Can you tell us a bit about the exhibition?
Egon Schiele and Jenny Saville are separated by nearly a century, but both are compelling in their treatment of the human body and self-perception. In their hands, paint takes on bodily qualities, and it is this embodiment of paint that informs the dialogue in which this exhibition places them. I want to be clear that the exhibition in no way represents Schiele as having influenced Saville or indeed contemporary art in general.
What makes this a distinctive show?
Schiele’s radical oeuvre was produced in just under a decade and should be appreciated in all its immediacy. Schiele’s work sets the tone of the exhibition and is presented in loosely chronological order. Saville’s paintings are placed between his and interact with them. The juxtapositions point up contrasts and convergences between the two artists.
How did you come to curate this exhibition?
I wanted to see Schiele’s oeuvre outside the context of Viennese modernism. There is a tendency to tamp down his radical qualities by assimilating his work to Klimt’s Secessionist art, which the public finds easier to accept. So the exhibition is an attempt to face the reality of contemporary human form.
What is likely to be the highlight of the exhibition?
Saville’s large-scale works such as Fulcrum (1999), Hyphen (1999), or her newest work, Oxyrhynchus (2012–14), are overwhelming when encountered in the flesh. Schiele’s Death and Maiden (1915–16), from the Belvedere, is certainly a highlight.
And what’s been the most exciting personal discovery for you?
The realisation that Schiele in his time was uncompromisingly contemporary and that as an artist-curator he tried to promote the most radical art of his time. This became clear when I was analysing his unpublished correspondence with the Kunsthaus Zürich.
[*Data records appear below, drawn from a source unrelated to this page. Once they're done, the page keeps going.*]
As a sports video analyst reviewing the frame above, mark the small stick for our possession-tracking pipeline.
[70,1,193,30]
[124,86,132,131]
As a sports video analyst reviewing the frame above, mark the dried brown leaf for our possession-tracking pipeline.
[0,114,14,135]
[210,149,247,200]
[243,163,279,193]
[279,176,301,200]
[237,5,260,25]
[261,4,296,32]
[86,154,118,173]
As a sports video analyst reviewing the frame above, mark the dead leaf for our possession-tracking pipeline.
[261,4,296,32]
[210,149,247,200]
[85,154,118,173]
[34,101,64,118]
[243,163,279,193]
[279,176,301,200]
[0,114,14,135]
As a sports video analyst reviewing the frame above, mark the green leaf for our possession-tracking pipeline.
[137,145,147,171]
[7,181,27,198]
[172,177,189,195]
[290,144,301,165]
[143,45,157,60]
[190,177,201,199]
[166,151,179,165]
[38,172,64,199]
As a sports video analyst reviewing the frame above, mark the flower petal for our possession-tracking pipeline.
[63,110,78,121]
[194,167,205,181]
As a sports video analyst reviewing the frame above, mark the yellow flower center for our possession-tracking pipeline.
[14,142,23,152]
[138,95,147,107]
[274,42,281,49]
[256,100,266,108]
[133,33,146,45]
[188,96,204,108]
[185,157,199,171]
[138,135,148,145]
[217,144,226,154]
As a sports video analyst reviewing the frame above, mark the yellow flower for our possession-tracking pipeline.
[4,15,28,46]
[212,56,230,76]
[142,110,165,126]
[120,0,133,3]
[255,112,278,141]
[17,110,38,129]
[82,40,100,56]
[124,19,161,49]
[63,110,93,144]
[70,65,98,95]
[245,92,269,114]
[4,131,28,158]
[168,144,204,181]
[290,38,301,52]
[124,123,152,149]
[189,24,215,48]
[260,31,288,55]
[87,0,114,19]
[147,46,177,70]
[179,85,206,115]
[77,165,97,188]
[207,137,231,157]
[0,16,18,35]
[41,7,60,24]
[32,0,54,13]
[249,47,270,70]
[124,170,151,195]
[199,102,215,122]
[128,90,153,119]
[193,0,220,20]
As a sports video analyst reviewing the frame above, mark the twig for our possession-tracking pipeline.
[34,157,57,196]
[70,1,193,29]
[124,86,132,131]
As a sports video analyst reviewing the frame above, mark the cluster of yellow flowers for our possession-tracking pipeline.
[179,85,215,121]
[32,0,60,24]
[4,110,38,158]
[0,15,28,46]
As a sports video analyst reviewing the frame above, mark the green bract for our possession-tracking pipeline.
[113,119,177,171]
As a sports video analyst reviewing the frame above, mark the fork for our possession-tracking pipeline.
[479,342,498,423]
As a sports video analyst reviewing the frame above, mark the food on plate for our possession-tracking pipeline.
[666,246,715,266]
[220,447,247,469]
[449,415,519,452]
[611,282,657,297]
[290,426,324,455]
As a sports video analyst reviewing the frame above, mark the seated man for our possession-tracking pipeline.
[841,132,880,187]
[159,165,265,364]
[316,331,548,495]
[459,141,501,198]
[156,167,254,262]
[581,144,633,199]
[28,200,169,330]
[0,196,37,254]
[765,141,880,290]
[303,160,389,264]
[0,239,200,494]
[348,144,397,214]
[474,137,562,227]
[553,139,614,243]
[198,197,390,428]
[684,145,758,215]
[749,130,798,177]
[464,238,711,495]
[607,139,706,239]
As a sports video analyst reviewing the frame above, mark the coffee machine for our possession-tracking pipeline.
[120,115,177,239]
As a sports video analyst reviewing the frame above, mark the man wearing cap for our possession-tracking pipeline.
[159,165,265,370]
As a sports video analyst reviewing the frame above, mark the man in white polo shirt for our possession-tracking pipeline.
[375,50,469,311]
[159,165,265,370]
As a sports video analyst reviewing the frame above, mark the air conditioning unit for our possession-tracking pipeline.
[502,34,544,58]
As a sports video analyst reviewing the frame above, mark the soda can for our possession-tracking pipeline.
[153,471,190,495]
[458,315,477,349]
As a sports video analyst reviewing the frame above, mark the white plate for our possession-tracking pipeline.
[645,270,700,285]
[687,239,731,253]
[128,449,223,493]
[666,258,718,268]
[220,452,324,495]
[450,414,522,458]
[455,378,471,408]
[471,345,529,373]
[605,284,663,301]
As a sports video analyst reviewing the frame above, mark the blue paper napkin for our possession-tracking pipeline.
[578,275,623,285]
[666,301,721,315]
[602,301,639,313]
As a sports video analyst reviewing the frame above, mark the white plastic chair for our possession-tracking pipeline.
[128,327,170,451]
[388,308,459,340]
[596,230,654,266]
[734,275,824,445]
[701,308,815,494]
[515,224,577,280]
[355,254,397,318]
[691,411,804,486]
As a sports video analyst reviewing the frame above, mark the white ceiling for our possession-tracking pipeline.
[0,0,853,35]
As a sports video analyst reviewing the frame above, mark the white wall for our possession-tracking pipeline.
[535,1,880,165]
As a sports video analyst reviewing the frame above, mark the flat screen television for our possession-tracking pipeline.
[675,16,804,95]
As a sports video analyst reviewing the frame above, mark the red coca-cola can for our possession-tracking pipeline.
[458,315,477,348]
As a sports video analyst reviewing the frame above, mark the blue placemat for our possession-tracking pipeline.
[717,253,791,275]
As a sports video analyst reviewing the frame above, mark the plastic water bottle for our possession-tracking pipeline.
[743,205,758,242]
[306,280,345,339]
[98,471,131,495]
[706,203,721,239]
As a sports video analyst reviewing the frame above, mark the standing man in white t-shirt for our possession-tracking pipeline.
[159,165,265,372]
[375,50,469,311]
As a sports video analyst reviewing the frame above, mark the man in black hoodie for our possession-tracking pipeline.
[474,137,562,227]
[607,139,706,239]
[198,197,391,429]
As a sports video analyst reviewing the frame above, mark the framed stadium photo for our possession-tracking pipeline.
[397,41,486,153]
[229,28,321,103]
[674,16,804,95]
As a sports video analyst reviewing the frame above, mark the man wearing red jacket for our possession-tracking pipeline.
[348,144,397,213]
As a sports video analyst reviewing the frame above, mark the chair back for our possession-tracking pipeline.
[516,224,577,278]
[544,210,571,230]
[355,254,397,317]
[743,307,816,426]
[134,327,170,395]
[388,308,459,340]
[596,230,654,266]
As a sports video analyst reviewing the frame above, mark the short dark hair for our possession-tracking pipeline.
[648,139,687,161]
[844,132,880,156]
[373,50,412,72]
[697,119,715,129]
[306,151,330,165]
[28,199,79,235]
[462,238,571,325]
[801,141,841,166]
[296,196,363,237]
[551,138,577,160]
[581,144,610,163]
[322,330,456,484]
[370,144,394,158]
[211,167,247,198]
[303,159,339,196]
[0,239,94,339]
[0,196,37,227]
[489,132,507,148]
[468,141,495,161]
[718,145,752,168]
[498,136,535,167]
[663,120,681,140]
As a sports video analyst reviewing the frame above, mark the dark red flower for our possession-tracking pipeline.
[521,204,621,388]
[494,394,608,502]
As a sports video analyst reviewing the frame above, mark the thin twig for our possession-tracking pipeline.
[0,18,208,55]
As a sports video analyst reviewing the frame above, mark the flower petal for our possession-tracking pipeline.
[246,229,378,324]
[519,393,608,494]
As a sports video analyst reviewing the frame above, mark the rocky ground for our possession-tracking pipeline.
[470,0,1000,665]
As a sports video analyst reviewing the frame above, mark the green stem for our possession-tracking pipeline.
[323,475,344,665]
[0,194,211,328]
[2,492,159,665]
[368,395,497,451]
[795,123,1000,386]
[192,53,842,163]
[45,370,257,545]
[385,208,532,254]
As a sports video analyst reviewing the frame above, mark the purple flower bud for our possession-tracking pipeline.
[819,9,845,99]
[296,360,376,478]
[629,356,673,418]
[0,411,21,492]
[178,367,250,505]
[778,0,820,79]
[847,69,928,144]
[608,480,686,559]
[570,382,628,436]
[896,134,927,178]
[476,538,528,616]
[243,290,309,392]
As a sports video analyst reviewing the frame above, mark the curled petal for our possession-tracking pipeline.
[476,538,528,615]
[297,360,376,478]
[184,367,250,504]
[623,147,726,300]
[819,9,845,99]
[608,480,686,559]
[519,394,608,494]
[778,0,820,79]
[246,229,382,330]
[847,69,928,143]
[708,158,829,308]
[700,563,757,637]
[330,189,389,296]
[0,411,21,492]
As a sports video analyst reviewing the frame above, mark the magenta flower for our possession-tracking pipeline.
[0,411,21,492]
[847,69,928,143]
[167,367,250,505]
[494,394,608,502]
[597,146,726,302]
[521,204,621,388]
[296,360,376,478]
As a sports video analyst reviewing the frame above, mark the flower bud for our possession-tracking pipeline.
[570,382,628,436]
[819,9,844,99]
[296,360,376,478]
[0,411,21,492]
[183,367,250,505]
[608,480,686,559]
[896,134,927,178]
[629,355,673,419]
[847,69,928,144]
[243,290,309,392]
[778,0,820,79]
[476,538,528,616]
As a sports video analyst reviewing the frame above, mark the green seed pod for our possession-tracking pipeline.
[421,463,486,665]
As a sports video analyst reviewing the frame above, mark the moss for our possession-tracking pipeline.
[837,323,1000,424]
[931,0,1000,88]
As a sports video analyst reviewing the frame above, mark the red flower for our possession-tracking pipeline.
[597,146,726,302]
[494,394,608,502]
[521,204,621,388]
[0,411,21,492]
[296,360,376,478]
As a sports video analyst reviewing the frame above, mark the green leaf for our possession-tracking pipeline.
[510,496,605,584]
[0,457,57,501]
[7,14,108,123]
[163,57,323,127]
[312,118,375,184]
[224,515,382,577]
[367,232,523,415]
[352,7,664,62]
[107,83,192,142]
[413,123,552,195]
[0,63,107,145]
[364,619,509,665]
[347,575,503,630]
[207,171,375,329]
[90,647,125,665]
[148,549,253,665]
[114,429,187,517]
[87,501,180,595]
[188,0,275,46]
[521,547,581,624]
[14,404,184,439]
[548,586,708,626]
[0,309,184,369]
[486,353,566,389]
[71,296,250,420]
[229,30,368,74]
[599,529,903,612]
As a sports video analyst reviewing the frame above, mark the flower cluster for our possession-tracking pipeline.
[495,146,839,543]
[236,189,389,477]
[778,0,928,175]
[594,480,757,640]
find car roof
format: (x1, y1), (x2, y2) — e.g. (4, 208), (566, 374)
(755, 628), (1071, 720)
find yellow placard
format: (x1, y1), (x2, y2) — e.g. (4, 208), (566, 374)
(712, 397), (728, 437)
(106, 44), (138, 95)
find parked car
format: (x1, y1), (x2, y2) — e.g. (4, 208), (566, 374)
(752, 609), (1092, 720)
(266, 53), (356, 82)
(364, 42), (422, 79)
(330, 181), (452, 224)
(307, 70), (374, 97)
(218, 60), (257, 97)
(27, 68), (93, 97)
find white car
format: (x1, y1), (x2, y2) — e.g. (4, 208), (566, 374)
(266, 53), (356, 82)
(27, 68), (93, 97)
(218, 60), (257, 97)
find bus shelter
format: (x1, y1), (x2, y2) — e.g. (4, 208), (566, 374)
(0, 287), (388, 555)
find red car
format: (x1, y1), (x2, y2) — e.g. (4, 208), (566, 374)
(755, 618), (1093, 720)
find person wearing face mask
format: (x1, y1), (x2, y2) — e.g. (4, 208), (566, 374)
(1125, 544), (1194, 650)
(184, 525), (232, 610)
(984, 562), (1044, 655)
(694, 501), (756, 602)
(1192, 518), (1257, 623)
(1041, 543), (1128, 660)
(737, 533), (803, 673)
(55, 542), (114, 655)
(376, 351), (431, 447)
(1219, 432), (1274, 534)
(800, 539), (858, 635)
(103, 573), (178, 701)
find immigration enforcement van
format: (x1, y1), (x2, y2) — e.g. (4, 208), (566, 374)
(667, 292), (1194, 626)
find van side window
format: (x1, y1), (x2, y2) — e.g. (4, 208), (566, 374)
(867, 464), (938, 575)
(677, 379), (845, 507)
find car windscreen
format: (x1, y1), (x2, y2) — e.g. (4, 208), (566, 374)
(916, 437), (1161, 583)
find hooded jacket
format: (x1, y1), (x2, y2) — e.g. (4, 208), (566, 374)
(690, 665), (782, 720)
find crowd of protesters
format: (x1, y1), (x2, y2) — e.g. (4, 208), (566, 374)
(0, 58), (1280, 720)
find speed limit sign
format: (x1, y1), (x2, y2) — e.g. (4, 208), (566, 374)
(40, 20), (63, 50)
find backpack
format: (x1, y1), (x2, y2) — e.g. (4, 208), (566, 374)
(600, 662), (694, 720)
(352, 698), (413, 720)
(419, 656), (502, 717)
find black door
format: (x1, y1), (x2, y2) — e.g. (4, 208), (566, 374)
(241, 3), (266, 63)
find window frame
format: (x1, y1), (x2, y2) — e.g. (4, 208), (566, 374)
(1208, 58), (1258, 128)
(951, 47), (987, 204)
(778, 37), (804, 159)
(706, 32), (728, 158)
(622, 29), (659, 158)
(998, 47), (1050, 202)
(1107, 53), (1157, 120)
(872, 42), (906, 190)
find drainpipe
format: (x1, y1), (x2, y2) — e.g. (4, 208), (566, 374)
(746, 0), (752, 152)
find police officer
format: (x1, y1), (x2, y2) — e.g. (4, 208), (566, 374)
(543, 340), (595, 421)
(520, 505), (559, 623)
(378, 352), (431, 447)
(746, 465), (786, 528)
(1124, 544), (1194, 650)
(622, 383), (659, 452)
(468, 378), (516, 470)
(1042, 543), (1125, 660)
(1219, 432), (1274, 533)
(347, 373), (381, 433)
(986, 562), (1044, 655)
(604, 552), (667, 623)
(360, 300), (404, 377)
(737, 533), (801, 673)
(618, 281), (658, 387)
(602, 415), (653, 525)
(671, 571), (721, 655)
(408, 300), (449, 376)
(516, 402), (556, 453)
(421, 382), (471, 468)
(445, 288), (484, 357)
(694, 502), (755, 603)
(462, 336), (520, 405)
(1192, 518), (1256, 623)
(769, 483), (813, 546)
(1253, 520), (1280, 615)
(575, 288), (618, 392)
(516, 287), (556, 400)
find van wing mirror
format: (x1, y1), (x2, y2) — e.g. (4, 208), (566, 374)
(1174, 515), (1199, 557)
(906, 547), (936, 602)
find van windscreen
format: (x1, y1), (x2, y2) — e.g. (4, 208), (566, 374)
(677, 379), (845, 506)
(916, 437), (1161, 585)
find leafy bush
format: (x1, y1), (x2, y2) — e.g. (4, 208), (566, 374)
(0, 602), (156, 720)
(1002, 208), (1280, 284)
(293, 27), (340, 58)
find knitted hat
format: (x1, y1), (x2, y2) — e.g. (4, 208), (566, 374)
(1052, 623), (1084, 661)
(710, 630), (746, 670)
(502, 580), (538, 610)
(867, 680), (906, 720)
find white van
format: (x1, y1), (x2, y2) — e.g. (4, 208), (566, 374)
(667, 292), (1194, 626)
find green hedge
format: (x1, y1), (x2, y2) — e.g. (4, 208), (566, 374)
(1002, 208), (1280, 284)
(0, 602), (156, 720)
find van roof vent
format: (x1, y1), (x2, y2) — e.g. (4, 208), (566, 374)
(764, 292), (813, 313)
What’s the greatest challenge you’ve faced in preparing this exhibition?
Securing the loans. Saville’s collectors are very devoted to her but they are willing to share the works with the public. Getting works by Schiele is far more complex. Some great drawings came in at the very last minute.
How are you using the gallery space? What challenges will the hang/installation pose?
These are strong paintings and they require space in which to breathe and unfold. So the installation is deliberately spare. The challenge is to single out some tiny works and confront them with the monumental presence of Saville’s paintings. There is a wonderful visual tension built into the flow of the exhibition.
Which other works would you have liked to have included?
It would have been a great privilege to show Death and Maiden together with Schiele’s contemporaneous double self-portrait Transfiguration (1915). But Transfiguration has never left the Leopold Museum or, before that, the private collection of the Leopold family.
‘Egon Schiele – Jenny Saville’ is at the Kunsthaus Zürich, from 10 October–25 January 2015.